Spiral Matrix medium

Problem Statement

Given an m x n matrix, return all elements of the matrix in spiral order.

Example 1

Input: matrix = [[1,2,3],[4,5,6],[7,8,9]] Output: [1,2,3,6,9,8,7,4,5]

Example 2

Input: matrix = [[1,2,3,4],[5,6,7,8],[9,10,11,12]] Output: [1,2,3,4,8,12,11,10,9,5,6,7]

Steps

The core idea is to simulate the spiral traversal using four pointers: top, bottom, left, and right. These pointers define the boundaries of the unvisited portion of the matrix. We repeatedly traverse the outer layer of the matrix, updating the pointers as we go, until all elements are visited.

  1. Initialization: Initialize top = 0, bottom = m - 1, left = 0, right = n - 1, and an empty result list result.

  2. Iteration: While left <= right and top <= bottom:

    • Traverse Right: Iterate from left to right, adding each element in the current row (matrix[top][i]) to result. Then increment top.
    • Traverse Down: If top <= bottom, iterate from top to bottom, adding each element in the current column (matrix[i][right]) to result. Then decrement right.
    • Traverse Left: If left <= right and top <= bottom, iterate from right to left in reverse order, adding each element in the current row (matrix[bottom][i]) to result.

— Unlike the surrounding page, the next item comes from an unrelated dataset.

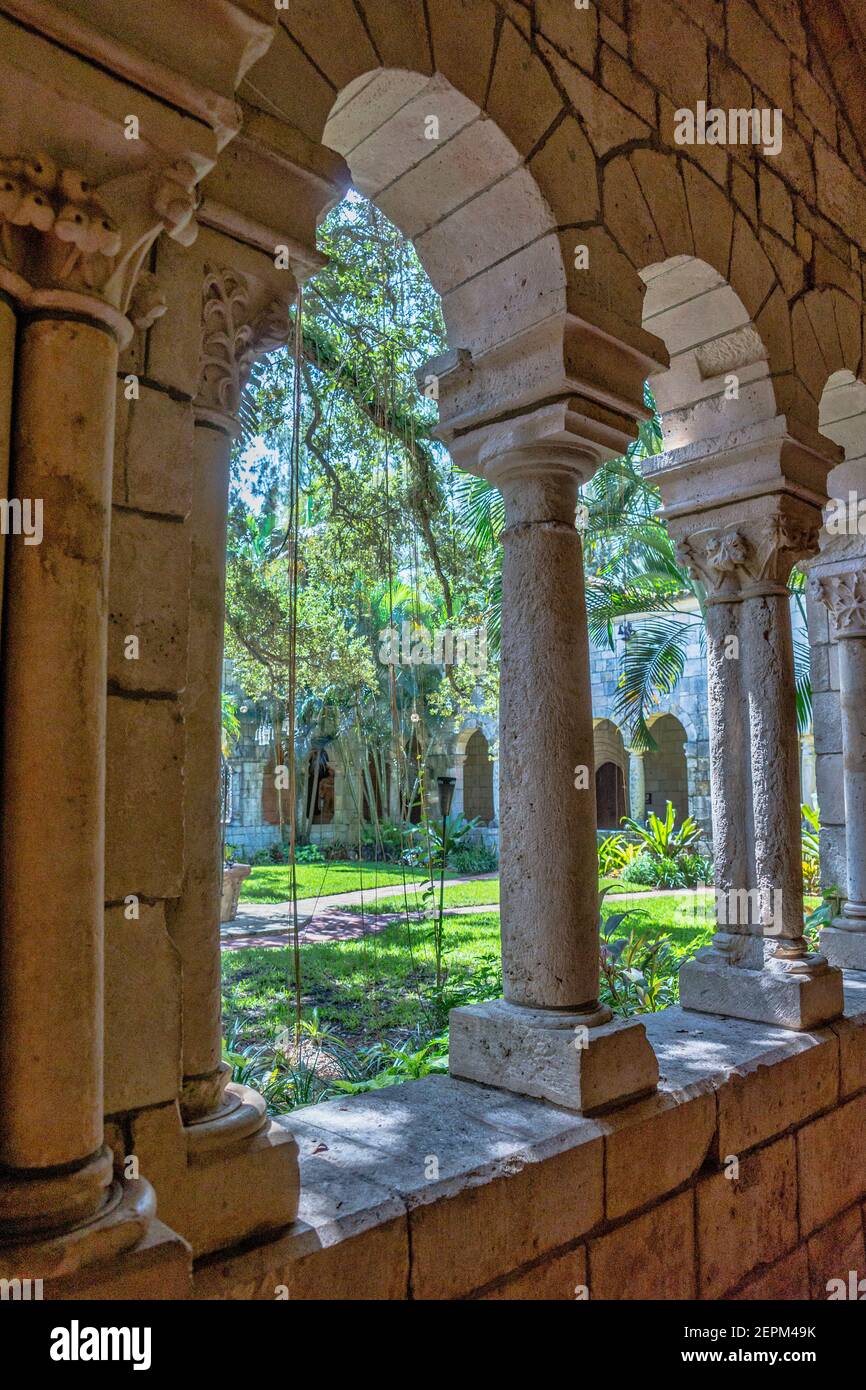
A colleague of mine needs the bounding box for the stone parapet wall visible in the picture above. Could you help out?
[195,976,866,1300]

Then decrement bottom.
    • Traverse Up: If left <= right and top <= bottom, iterate from bottom to top in reverse order, adding each element in the current column (matrix[i][left]) to result. Then increment left.

  3. Return: Return the result list.

Explanation

The algorithm systematically peels off layers from the matrix. Each iteration processes one layer, moving from right to down to left to up. The conditions left <= right and top <= bottom ensure that we don't go out of bounds and that we stop when all elements have been visited. The nested if conditions handle cases where the matrix has an odd number of rows or columns, preventing duplicate traversal of elements.

Code

def spiralOrder(matrix):
    """
    Traverses a matrix in spiral order.

    Args:
      matrix: A list of lists representing the matrix.

    Returns:
      A list containing all elements of the matrix in spiral order.
    """
    m = len(matrix)
    n = len(matrix[0]) if m > 0 else 0  #Handle empty matrix case
    top, bottom = 0, m - 1
    left, right = 0, n - 1
    result = []

    while left <= right and top <= bottom:
        # Traverse Right
        for i in range(left, right + 1):
            result.append(matrix[top][i])
        top += 1

        # Traverse Down
        if top <= bottom:
            for i in range(top, bottom + 1):
                result.append(matrix[i][right])
            right -= 1

        # Traverse Left
        if left <= right and top <= bottom:
            for i in range(right, left - 1, -1):
                result.append(matrix[bottom][i])
            bottom -= 1

        # Traverse Up
        if left <= right and top <= bottom:
            for i in range(bottom, top - 1, -1):
                result.append(matrix[i][left])
            left += 1

    return result

Complexity

  • Time Complexity: O(m * n), where 'm' and 'n' are the dimensions of the matrix. We visit each element exactly once.
  • Space Complexity: O(1) if we ignore the space used for the output list. The space used for the output list is O(m * n) in the worst case (when the matrix is completely filled). If we only consider auxiliary space, it's O(1).